Posted on:2015-04-01Degree:MasterType:Thesis
Country:ChinaCandidate:J ZhangFull Text:PDF
GTID:2309330482970156Subject:Accounting
Abstract/Summary:PDF Full Text Request
Business investment problems that have been practitioners and theorists care priorities. Short-term business investment companies involved in the business to implement a long-term strategic relationship to the lifeblood of business. However, theoretically, if the market is completely balanced, the company’s investment decision should depend only on its investment opportunities. However, due to the real world all the friction, the company’s investment activities in a wide range of non-efficiency of the phenomenon exists. Be relaxed for non-efficiency investment, agency costs based on the assumption of rational explanation angle brokers, information asymmetry, but accompanied by in-depth research, combined with psychology, behavioral economics management theory and research in science, rational people assume that managers irrational factors related to heterogeneous characteristics began to be considered, recent studies have begun to consider the managers confidence, manager of personal background characteristics. Although these studies are different, but not contradictory in itself, just as the elephant touched by blinds, is investment-driven mechanism to explore different perspectives on the entire non-efficiency, and there are many related internal conduction mechanism, so accompanied on deepening of non-efficiency research, under the assumption of rational and irrational assumptions motivation constantly blend, scholars began to consider whether there are non-efficiency under the assumption of rational motivation defense system able to withstand the impact of irrational motives.
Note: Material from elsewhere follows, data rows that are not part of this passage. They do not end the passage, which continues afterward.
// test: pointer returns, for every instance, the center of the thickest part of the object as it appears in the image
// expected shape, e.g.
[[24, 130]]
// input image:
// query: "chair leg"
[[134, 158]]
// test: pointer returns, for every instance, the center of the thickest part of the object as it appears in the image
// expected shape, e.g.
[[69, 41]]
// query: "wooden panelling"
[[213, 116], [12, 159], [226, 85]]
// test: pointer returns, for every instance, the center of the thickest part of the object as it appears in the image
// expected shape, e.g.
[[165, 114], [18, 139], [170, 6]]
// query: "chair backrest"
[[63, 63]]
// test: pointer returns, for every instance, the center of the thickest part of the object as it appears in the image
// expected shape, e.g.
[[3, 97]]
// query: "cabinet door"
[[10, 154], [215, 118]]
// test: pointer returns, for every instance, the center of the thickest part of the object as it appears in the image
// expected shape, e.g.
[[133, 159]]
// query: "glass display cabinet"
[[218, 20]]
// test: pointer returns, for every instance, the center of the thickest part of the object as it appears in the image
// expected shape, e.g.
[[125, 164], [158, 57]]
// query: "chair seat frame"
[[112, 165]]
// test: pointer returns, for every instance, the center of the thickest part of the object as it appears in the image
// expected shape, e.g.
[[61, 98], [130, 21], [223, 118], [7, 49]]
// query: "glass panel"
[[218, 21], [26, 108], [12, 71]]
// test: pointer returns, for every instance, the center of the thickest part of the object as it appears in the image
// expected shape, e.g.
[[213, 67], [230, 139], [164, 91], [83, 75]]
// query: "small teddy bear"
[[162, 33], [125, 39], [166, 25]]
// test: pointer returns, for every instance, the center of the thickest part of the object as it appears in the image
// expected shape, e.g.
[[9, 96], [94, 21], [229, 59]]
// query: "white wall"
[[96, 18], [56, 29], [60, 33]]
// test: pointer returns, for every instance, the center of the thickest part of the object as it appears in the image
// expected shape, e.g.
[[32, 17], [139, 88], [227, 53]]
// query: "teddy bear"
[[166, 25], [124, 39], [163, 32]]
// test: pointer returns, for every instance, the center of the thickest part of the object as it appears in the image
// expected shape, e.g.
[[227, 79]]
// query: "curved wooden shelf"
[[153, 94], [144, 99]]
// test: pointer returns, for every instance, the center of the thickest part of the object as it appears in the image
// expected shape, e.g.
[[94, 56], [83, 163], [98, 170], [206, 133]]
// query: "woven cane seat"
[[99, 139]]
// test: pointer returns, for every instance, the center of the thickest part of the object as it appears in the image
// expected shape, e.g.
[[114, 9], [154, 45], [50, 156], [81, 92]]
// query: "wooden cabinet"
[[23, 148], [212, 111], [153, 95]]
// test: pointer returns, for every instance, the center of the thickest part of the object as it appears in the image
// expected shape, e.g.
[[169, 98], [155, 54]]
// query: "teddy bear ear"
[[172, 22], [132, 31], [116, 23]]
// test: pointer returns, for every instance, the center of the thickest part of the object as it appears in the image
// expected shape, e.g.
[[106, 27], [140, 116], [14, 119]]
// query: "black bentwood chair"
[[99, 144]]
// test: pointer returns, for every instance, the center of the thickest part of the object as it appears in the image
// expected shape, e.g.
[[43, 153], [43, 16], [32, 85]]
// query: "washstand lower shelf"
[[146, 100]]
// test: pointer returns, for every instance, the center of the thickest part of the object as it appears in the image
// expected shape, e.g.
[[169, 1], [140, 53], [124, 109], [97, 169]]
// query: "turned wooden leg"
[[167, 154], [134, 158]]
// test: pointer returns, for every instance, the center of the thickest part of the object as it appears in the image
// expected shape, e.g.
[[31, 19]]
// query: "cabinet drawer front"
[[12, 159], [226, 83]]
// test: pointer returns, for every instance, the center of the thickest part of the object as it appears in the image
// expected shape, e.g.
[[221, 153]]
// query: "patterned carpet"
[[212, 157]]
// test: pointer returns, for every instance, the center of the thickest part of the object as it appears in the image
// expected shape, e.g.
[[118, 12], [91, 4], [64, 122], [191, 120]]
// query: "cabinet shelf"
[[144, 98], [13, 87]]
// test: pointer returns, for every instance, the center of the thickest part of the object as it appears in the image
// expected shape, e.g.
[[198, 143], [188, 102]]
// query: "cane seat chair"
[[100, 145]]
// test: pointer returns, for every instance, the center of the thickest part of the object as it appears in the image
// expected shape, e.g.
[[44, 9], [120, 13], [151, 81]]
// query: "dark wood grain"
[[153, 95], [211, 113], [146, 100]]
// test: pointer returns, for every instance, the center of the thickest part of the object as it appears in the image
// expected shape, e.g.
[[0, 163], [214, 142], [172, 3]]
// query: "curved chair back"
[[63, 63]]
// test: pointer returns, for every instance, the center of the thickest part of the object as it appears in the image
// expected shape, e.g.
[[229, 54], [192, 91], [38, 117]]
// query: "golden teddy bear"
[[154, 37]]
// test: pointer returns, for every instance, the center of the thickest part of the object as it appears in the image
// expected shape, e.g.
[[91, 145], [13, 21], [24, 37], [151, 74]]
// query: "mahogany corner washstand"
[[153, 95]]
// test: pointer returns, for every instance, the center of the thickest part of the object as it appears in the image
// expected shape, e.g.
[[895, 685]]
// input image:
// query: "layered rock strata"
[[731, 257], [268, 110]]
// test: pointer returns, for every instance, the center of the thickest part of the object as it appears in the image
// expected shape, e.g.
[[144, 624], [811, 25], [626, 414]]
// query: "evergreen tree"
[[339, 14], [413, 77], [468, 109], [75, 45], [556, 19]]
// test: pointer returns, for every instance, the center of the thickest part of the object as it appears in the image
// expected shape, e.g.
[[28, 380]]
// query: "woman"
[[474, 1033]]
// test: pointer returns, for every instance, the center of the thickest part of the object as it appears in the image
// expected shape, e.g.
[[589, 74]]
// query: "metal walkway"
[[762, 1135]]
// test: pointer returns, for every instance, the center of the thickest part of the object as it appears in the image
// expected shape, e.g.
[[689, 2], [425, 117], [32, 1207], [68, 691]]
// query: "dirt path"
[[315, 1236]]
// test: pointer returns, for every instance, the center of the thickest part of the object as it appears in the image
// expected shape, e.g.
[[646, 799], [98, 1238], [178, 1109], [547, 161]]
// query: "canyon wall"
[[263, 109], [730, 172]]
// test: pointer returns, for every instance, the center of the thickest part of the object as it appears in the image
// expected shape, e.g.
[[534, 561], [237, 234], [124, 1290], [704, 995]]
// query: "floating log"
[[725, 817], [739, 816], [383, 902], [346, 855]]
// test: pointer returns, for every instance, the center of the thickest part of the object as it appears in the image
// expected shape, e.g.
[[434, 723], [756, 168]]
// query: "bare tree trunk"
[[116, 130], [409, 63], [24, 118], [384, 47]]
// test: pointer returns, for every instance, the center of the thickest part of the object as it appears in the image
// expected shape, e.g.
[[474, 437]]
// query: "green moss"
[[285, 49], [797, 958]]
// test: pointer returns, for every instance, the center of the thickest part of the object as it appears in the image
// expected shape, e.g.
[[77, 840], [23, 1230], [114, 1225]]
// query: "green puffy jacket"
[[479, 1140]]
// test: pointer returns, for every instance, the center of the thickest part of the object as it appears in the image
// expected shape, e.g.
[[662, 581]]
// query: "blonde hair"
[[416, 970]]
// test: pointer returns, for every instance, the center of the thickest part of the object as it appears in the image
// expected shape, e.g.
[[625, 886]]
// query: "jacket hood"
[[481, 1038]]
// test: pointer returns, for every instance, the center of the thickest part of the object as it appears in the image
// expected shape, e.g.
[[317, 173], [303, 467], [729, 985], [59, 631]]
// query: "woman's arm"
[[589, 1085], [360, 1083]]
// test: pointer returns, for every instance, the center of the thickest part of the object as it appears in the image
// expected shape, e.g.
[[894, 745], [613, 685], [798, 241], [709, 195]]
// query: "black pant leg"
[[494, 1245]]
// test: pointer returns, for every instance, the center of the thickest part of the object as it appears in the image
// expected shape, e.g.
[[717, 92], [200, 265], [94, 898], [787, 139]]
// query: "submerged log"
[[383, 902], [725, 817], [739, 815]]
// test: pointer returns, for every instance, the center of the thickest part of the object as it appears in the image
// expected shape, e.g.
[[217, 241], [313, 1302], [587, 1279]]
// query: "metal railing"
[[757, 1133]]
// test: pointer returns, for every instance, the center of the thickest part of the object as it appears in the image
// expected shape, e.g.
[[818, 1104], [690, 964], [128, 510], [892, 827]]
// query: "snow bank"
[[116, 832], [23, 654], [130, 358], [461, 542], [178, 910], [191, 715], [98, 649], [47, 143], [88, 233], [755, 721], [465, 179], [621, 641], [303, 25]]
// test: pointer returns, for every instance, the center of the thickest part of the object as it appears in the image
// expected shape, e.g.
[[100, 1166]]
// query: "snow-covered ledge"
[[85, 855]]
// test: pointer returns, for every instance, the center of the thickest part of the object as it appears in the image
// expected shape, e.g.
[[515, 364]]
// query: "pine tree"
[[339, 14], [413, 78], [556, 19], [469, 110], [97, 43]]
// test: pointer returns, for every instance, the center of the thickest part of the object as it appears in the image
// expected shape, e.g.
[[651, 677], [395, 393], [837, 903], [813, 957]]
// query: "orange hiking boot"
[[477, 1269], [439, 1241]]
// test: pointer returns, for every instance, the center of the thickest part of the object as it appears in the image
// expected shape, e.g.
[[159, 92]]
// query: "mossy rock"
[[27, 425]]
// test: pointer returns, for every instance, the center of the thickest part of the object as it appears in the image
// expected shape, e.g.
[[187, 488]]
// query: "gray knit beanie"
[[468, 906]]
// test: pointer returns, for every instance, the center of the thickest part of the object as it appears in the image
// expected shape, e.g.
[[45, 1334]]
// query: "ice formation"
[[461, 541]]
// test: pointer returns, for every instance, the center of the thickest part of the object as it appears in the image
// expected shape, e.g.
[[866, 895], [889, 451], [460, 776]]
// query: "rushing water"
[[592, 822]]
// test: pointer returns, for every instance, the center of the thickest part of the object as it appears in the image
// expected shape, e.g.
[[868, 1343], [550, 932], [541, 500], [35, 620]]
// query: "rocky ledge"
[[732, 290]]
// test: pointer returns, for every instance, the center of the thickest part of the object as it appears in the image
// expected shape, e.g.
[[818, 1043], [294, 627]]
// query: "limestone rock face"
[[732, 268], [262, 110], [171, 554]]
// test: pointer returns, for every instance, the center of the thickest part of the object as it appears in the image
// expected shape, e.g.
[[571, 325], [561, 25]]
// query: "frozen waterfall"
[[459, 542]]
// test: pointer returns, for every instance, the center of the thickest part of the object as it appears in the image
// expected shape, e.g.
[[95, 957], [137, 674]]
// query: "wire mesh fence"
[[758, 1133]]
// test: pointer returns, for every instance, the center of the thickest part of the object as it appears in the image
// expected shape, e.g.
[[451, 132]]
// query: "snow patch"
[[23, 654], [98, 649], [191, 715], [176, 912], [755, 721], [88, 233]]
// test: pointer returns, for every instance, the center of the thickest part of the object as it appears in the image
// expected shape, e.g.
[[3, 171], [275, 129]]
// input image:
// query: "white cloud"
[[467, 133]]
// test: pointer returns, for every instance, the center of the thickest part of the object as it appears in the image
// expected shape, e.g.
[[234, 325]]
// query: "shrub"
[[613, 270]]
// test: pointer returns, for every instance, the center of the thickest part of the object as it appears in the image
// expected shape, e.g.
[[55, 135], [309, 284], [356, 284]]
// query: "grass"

Based on enterprise performance point of view, senior equity holders angle, measured in terms of corporate risk managers overconfidence bias, based on the perspective of internal governance mechanisms directly and indirectly control the external environment to examine the quality of corporate governance, managerial overconfidence bias found inefficient investment enterprise with enhancements for enterprise also has enhanced the effect of over-investment, but the lack of business investment has no effect; corporate governance for companies with inefficient investment inhibitory effect on excessive investment for businesses also have inhibitory effects; whether internal governance oversight or external governance mechanisms are unable to eliminate managerial overconfidence bias for business investment impact.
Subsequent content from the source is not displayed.